What could have been different?
Well, a lot of things could have been done differently but the answer lies in mitigating the effects of the breach rather than adding one more layer of security.
Imagine a castle with really thick walls and scary security gargoyles so it’s rumored to be impenetrable. The only way for residents to get in is with their personal and very complex passwords. Once the password is uttered at the gate, it’s open and residents can access any room in the castle with no restrictions, whether it’s the latrines or the royal treasury. Anyone wanting the treasure basically just needs the password. And the password can be discovered through trickery, or by hiding in the bushes near the gate and eavesdropping.

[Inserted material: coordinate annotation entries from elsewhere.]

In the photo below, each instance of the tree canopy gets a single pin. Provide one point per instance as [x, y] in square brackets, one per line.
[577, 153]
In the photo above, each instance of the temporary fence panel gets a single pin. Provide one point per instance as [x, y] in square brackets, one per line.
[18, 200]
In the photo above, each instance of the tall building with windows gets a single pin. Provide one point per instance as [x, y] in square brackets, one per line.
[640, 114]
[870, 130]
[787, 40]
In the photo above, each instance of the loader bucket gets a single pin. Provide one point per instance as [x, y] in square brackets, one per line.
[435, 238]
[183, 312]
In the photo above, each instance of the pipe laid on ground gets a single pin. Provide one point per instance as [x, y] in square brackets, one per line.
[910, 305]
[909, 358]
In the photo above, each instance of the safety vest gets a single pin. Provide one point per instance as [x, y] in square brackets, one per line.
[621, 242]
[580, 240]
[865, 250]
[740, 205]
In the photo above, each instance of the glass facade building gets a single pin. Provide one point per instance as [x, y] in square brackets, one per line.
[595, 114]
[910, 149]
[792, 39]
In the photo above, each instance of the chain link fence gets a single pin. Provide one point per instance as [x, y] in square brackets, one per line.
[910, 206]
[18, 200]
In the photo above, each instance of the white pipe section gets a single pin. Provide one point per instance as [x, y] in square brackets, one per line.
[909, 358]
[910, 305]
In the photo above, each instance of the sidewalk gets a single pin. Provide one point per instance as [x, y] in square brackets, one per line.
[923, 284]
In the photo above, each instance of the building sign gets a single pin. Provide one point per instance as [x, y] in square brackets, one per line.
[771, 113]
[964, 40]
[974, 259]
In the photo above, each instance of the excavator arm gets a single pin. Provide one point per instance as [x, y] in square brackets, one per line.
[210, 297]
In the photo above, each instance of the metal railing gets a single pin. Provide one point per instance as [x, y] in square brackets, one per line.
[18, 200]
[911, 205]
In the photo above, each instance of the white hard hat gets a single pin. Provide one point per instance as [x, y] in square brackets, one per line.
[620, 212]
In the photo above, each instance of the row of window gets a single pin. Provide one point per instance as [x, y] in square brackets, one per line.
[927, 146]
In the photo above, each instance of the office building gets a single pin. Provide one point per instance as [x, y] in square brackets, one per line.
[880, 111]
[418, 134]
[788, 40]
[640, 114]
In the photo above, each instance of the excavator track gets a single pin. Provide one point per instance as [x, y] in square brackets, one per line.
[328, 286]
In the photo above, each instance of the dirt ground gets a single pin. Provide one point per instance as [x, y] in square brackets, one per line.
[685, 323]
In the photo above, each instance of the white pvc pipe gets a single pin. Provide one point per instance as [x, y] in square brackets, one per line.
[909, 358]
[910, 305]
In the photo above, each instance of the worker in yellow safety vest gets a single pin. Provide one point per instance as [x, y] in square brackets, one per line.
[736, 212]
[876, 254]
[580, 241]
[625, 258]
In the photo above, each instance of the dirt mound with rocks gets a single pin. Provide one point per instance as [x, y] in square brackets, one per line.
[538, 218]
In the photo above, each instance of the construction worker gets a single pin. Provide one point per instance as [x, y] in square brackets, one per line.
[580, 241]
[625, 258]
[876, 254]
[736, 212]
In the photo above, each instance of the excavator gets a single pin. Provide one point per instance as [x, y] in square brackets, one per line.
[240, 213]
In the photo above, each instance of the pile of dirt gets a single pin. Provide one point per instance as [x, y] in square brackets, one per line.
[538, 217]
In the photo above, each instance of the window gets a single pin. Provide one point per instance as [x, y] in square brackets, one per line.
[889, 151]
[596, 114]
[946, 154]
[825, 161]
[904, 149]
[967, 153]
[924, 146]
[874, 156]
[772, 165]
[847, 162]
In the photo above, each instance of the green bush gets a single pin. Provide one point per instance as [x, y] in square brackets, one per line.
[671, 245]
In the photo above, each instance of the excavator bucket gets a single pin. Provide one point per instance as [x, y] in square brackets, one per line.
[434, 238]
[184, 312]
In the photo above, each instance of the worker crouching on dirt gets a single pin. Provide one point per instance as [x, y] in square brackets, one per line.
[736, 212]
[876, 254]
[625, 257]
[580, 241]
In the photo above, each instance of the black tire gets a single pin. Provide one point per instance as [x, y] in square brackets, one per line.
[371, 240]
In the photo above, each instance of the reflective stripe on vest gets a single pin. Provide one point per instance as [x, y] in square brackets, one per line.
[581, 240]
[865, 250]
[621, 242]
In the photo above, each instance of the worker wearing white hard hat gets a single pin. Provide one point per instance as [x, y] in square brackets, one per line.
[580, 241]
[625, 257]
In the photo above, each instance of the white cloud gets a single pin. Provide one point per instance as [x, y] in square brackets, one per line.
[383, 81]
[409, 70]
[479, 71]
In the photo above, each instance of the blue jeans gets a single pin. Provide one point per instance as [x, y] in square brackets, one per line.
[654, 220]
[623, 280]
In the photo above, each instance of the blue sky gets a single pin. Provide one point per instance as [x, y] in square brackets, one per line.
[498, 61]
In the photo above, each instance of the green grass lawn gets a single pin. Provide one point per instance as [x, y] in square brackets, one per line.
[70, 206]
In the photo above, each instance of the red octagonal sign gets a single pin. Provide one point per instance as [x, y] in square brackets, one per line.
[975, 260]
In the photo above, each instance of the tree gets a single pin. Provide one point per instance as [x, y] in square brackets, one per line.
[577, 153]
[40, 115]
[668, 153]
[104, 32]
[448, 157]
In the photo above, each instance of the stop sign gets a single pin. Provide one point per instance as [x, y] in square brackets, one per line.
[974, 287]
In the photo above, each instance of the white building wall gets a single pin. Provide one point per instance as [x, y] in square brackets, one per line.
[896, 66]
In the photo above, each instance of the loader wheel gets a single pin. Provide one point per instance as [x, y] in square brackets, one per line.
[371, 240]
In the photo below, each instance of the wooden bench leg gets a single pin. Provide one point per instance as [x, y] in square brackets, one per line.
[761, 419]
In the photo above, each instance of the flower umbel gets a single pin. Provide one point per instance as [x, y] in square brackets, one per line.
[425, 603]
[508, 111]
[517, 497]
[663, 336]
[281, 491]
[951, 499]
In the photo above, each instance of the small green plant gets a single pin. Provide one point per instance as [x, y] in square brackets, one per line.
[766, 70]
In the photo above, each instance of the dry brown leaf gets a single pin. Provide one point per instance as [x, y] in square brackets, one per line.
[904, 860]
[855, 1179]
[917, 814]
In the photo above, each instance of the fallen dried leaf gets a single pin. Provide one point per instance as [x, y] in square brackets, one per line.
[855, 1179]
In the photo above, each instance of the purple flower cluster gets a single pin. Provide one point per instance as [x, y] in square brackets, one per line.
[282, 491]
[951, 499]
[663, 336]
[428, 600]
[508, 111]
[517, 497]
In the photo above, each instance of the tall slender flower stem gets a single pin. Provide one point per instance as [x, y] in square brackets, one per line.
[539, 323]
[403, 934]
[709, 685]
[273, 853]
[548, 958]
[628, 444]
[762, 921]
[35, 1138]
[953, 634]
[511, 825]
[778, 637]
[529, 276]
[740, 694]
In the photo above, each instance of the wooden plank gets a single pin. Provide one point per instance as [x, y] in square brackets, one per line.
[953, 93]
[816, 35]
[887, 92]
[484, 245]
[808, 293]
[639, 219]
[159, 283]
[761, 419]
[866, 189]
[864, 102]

What is implied here is that when security measures fail, no matter how good, the consequences will be terrible if users have access to most everything, as opposed to strictly what they need to do their job. So more user training and awareness could have prevented JP Morgan’s employee from clicking the link. But applying the principle of the least privilege (POLP) could have minimized the impact of the attack. (For more details on what could have been done to prevent this breach, read this SANS Institute Analysis). Least privilege is one of the core tenets of Data Access Governance. And DAG is the facet of Information Governance that deals with who gets access to what data and for how long.
The bottom line
JP Morgan Chase had and still has a very strong security program. Which goes to show that internal controls like DAG, are vital, but often overlooked because they can be complex to implement. Getting your users’ access rights and permissions in order is a complex project, and keeping them up-to-date is a long-term commitment. It’s definitely not as trendy as the newest security tech, but it works and in more situations than credential theft alone. It’s a very effective measure you can implement to minimize the devastating effects of a data breach.